Le site Mon Compte Formation a remplacé Mon compte personnel d'activité (CPA). En activant le compte personnel, avec le numéro de sécurité sociale, toute personne a accès aux droits acquis sur son Compte personnel de formation -CPF- utilisable par tout actif, occupé ou sans emploi, tout au long de sa vie active, pour suivre une formation qualifiante.

Depuis novembre 2019 l'application MonCompteFormation peut être téléchargée par les bénéficiaires, elle permet un contact direct avec un organisme de formation pour l'achat d'une action de formation, sans intermédiaire.

Important ! à condition de les déclarer dans leur CPF, avant le 31 décembre 2020, les bénéficiaires ne perdent pas les heures acquises au titre du DIF, ces heures sont mobilisables sans limite de temps. Cette mesure a été actée par l'ordonnance 2019-861 du 21 août 2019.


Des informations sur deux autres comptes sont consultables sur le site Mon Compte Formation :


L'alimentation du CPF


Depuis le 1er janvier 2019, le compte est pourvu en euros et non plus en heures.
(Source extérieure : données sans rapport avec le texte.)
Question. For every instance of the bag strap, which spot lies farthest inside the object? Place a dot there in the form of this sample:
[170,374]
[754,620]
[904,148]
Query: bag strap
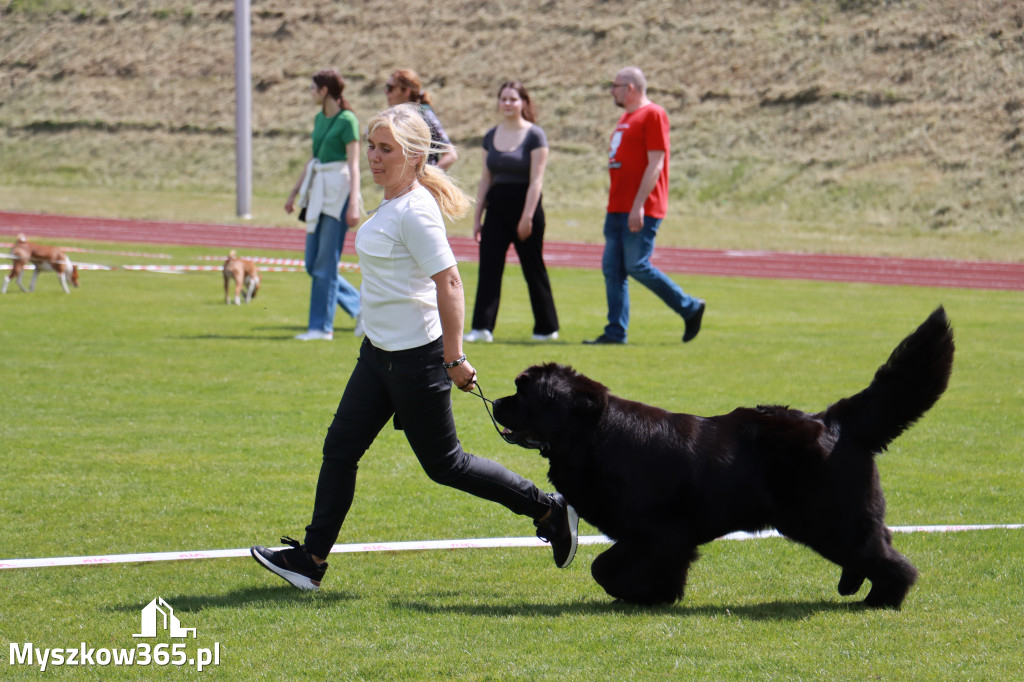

Le taux de conversion des heures acquises au 31 décembre 2018 est fixé à 15€ TTC l'heure. Cela concerne les heures cumulées au titre du DIF jusqu’au 31 décembre 2014 et du CPF depuis janvier 2015.
Le CPF a été alimenté une dernière fois en heures au premier trimestre 2019, au titre de l'activité en 2018 ; heures automatiques converties en euros. 
Depuis 2020, au titre des droits acquis en 2019, le compte est alimenté à hauteur de 500 € (800 € pour des publics peu qualifiés et les travailleurs handicapés).


Les bénéficiaires du CPF


Salariés à temps complet

Le CPF du salarié est alimenté à hauteur de 500 euros par année de travail, dans la limite d'un plafond total de 5 000 euros. Par exemple, ce plafond pourrait être atteint au bout de 10 ans par un salarié qui n'aurait pas utilisé ses droits et ayant effectué une durée de travail supérieure ou égale à la moitié de la durée légale de base, soit 1 607 heures.

Salariés à temps partiel

Si le salarié a travaillé moins de la moitié de la durée légale ou conventionnelle de travail sur l’ensemble de l’année, l’alimentation du compte est calculée au prorata de la durée de travail effectuée.
  À noter : quand une personne relève de statuts différents conduisant à une alimentation différente du CPF au cours d’une même année, ce sont le montant et le plafond annuel les plus favorables qui s’appliquent.

Abondements et majorations

Des abondements sont possibles dans certains cas, la loi a également prévu des majorations pour certains publics.

Abondements

Dans le cas où les droits acquis au CPF seraient insuffisants, des abondements ont été prévus afin de favoriser la mise en œuvre d’un projet. Trois modalités d’abondement, qui entrent en vigueur au 1er janvier 2019 sont précisées :
  • abondements supplémentaires prévus par un accord collectif d’entreprise, de groupe ou,  à défaut, de branche. Ils seront versés à la Caisse des dépôts
  • abondements correctifs liés au non-respect des obligations de l’employeur en matière d’entretien professionnel, dont le montant est fixé à 3 000 € par salarié concerné. L’entreprise concernée devra transmettre à la Caisse des dépôts les informations nécessaires à l’abondement du compte, puis lui verser le montant de l’abondement
  • abondements du CPF des salariés licenciés à la suite d'un refus d’une modification du contrat de travail résultant de la négociation d’un accord d’entreprise : un montant plancher de 3 000 € est fixé par le décret. L’entreprise doit adresser dans les 15 jours calendaires suivant le licenciement toutes les informations nécessaires et le montant correspondant à la Caisse des dépôts.

Les entreprises ont versé en 2019 les montants correspondant à ces différents abondements à leur OPCO. Depuis le 1er janvier 2020 c'est la Caisse des dépôts et consignations qui perçoit les versements des entreprises.
L'application MonCompteFormation ne pourra gérer les abondements qu'à partir de mi-2020.
 

Majorations

La loi a prévu des majorations pour certains publics, notamment les moins qualifiés et les travailleurs handicapés.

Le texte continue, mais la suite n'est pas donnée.